The lyrics sat in his desk drawer for months, until a few friends he had sent it to encouraged him to make it public. A couple of staffers in his office helped produce the simple video, shortening it slightly for YouTube.com consumption.
So far the only promotion World Wide Wadio has done for the video is e-mail it to about 300 industry friends and contacts. Fey also submitted a copy to The Howard Stern Show, although it hasn’t run yet.
So far the feedback has been “99% positive,” he says.
“We were initially concerned there would be a backlash from some of our broadcast or cable network clients, but in the month that has passed since we begun working on this the networks have actually turned around and are suing the FCC,” said Fey. “We hear it’s been spread around a lot among industry folks and that they have enjoyed it.”
The FCC FU video is not World Wide Wadio’s first swipe at the FCC. TBS hired the firm to write radio promos for its syndicated launch of Sex and the City in 2004, during the aftermath of the Janet Jackson fiasco.
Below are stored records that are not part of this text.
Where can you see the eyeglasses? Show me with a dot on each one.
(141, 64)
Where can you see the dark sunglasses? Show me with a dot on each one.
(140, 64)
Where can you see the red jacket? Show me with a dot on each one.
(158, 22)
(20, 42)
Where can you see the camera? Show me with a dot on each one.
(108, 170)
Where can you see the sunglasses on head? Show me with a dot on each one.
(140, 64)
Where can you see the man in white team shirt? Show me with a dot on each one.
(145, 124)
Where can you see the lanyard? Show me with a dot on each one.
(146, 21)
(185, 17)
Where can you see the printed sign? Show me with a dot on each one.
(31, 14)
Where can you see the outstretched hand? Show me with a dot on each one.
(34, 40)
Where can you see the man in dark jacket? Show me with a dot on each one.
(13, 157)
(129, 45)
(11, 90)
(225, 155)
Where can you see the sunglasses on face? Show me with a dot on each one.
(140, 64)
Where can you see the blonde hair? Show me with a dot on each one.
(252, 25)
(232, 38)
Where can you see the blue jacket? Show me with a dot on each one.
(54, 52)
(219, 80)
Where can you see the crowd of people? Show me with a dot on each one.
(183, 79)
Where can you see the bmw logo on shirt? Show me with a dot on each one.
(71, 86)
“Stations were very nervous about what they could and could not air, partly because there was such a lack of clear rules,” said Fey.
Its answer was Fey’s spot entitled Heavy Fines, which won a $5,000 Radio-Mercury award in 2005. It featured an announcer trying to describe the show to the audience being constantly interrupted by an FCC official (voiced by personality Ben Stein).